The History of the Russian Nesting Doll

Preserving Russia's Past:
The History of the Russian Nesting Doll

By Amy V. Lewis

It is difficult to believe that the nesting doll, what some might consider the embodiment of Russian culture, was just born some 100 years ago. Nesting doll history began in the 1890s. The smoke and noise of Russia’s industrial revolution inspired a romantic notion: Was the key to peace and harmony a simpler way of life? Artists turned to Russia’s peasantry for the thread that would unite the country with its past.

The country was no stranger to woodworking. Russian craftsmen had been producing nesting toys such as Easter eggs for several years, but the appearance of the nesting doll remains a bit of a mystery. She was created at the Children’s Education Workshop-Salon in Abramtsevo, a toy company founded by patron of the arts Savva Mamontov. Some say the idea was inspired by a nesting toy featuring the Seven Gods of Fortune that Mamontov’s wife brought back from a trip to Japan. Others insist that the doll was a result of the workshop’s constant demand for new products and was of the artists’ own invention. The memoirs of one of the era’s most esteemed lathe operators, Vasilii Zvyozdochkin, make no mention of the Japanese toy. However, he does describe an attempt to create a solid wooden doll at the Children’s Education Workshop-Salon, writing that he and his colleagues decided their creation would be more interesting if the doll were hollow and had more toys hidden inside of it.

The original Rooster Girl resides in the Toy Museum of Sergiev Possad.

Whatever the case, the result of their efforts was the very first nesting doll, The Rooster Girl. She came from the Russian countryside bearing a black rooster and dressed in a kerchief and work apron. The wooden doll was hollow on the inside and could be opened up to reveal a second doll. This doll held another, which held another, and another, until a seemingly endless number of siblings had emerged from within the first. Each child carried an item telling of peasant life: a basket, a sickle, a bowl of porridge, a broom, and a younger brother in tow. Nestled in the center was a baby swaddled in a patchwork quilt: hope for the future in the promise of generations to come. They named her Matryoshka, or “little mother.”

Old Peasant Partiarch Nesting Doll.

The art form caught on quickly. In 1900 one of the Russian wooden dolls was taken to a show in Paris, where it received an award. After such a favorable introduction, many artists and lathe operators began to devote their time to making matryoshka dolls. Zvyozdochkin, himself, dedicated the rest of his life to teaching others the carving aspect of nesting doll production. The nesting doll shape and concept became a canvass for renderings of political figures, illustrating Russian fairy tales, creating religious icons, and much more. Virtually any image one could imagine can be adapted to its versatile shape.
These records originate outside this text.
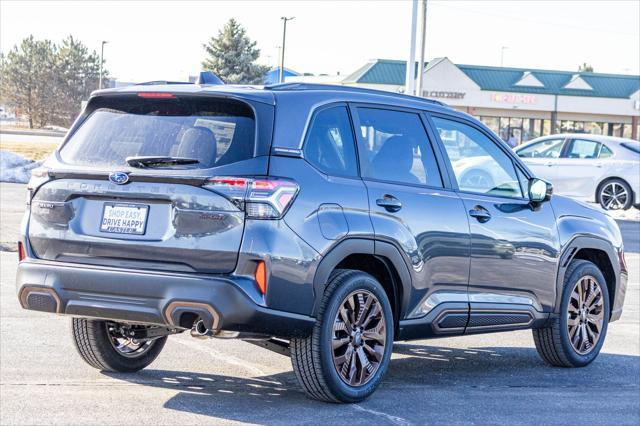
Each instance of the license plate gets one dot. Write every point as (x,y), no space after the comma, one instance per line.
(124,218)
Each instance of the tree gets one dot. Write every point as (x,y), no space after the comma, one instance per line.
(48,83)
(77,73)
(28,82)
(232,56)
(585,68)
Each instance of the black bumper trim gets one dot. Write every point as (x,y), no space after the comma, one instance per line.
(145,297)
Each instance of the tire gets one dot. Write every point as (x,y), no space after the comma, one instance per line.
(553,342)
(94,344)
(312,357)
(614,194)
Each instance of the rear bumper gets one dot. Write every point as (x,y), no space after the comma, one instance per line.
(152,298)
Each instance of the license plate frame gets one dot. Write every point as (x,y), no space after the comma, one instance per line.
(115,227)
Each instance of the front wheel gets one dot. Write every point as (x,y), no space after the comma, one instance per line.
(349,349)
(104,345)
(575,337)
(615,194)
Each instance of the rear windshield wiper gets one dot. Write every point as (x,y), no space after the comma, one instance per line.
(153,161)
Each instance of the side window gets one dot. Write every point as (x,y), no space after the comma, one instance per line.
(605,152)
(395,147)
(582,148)
(479,165)
(330,145)
(548,148)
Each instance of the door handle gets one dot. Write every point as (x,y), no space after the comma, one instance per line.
(480,213)
(390,203)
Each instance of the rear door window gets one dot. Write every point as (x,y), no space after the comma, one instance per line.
(213,131)
(329,145)
(395,148)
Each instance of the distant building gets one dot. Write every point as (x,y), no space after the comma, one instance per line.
(525,103)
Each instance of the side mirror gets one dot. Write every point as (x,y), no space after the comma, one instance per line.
(539,190)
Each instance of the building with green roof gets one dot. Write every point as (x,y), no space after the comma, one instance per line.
(520,102)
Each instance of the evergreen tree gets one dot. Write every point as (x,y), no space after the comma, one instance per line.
(77,72)
(232,55)
(28,81)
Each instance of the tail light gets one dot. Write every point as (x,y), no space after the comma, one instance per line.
(22,253)
(261,277)
(261,198)
(39,176)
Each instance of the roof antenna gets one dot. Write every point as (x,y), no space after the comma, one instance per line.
(207,77)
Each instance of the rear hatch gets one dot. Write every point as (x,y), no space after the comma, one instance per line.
(132,184)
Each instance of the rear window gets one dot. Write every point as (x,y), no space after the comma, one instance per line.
(632,146)
(213,131)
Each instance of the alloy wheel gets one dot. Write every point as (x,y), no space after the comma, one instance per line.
(359,338)
(585,316)
(614,196)
(128,347)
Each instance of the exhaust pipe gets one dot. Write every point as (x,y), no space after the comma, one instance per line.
(200,331)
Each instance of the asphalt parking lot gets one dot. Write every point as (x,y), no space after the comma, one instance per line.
(490,379)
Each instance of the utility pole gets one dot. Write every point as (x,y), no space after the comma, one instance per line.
(101,62)
(502,49)
(410,77)
(284,38)
(423,39)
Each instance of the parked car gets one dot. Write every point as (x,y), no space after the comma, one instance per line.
(320,222)
(593,168)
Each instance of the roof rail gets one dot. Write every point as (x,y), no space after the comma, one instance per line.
(315,86)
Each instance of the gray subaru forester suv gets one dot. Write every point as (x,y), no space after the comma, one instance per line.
(320,222)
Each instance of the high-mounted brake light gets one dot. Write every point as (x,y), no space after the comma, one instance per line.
(261,198)
(156,95)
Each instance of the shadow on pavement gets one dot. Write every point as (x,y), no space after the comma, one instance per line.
(418,370)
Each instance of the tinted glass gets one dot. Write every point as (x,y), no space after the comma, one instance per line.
(395,147)
(214,132)
(605,152)
(549,148)
(330,146)
(582,148)
(479,165)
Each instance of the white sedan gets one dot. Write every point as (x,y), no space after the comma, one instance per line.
(588,167)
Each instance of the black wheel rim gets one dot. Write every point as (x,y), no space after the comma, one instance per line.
(585,315)
(614,196)
(358,338)
(128,347)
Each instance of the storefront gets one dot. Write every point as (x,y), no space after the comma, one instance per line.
(520,104)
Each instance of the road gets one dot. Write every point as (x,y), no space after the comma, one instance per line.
(490,379)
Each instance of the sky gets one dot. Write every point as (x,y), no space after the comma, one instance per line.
(154,40)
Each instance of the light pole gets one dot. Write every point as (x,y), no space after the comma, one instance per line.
(101,62)
(284,38)
(423,36)
(502,49)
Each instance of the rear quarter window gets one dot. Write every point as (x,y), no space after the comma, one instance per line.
(213,131)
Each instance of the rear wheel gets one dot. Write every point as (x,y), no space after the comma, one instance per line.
(349,349)
(104,345)
(575,337)
(615,194)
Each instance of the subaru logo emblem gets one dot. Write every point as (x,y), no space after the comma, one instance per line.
(119,178)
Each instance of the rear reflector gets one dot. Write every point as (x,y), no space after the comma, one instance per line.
(156,95)
(261,277)
(22,253)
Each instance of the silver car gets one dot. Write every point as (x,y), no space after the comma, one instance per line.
(593,168)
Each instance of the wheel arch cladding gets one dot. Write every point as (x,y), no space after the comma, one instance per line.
(599,252)
(358,254)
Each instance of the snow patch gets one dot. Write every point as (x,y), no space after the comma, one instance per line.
(15,168)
The world has seen many changes in the past century, but the nesting doll has remained very much the same, harkening us back to a simpler time. Many are committed to ensuring that this is one tradition that won’t fade into obscurity, including one company, Golden Cockerel Crafts. Jointly located in Boone, North Carolina and St. Petersburg, Russia, Golden Cockerel is striving to ensure the survival of the nesting doll, Russia’s past and the cottage industry.

A 1,500 mile bike ride from the former West Germany to the Soviet Union in the summer of 1991 was the road to a career for Walton Conway. Living amongst Russia’s economic hardships following the fall of communism inspired him to help. He returned to the United States in 1993 to take a teaching job at North Carolina’s Appalachian State University, a suitcase filled with nesting dolls in tow. It was the hope of Conway and his friend and newfound Russian business partner, Roman Karkachev, that they could provide aid to struggling Russian artists through their burgeoning craft import business. Golden Cockerel began with Conway selling the dolls out of his basement. Fourteen years later, the company has outgrown the small space and is now comprised of an adjoining warehouse and gallery.

The dolls sold by the company are still produced in the same way they were in the 1890s. The linden wood is cut, stripped, and carved without the aid of modern day machinery. Each doll is painstakingly painted by hand. Some are made in homes where women apply blush from their own makeup kits to their nesting dolls’ cheeks. Others are made by professional artists at Golden Cockerel’s St. Petersburg art studio. The pieces are then boxed and shipped to North Carolina, where the American side of the business deals with marketing and selling the finished product. Thanks to the internet, Golden Cockerel fills orders for nesting dolls every day from all over the world.

By expanding the craft market beyond Russia’s borders, they are preserving the art for years to come.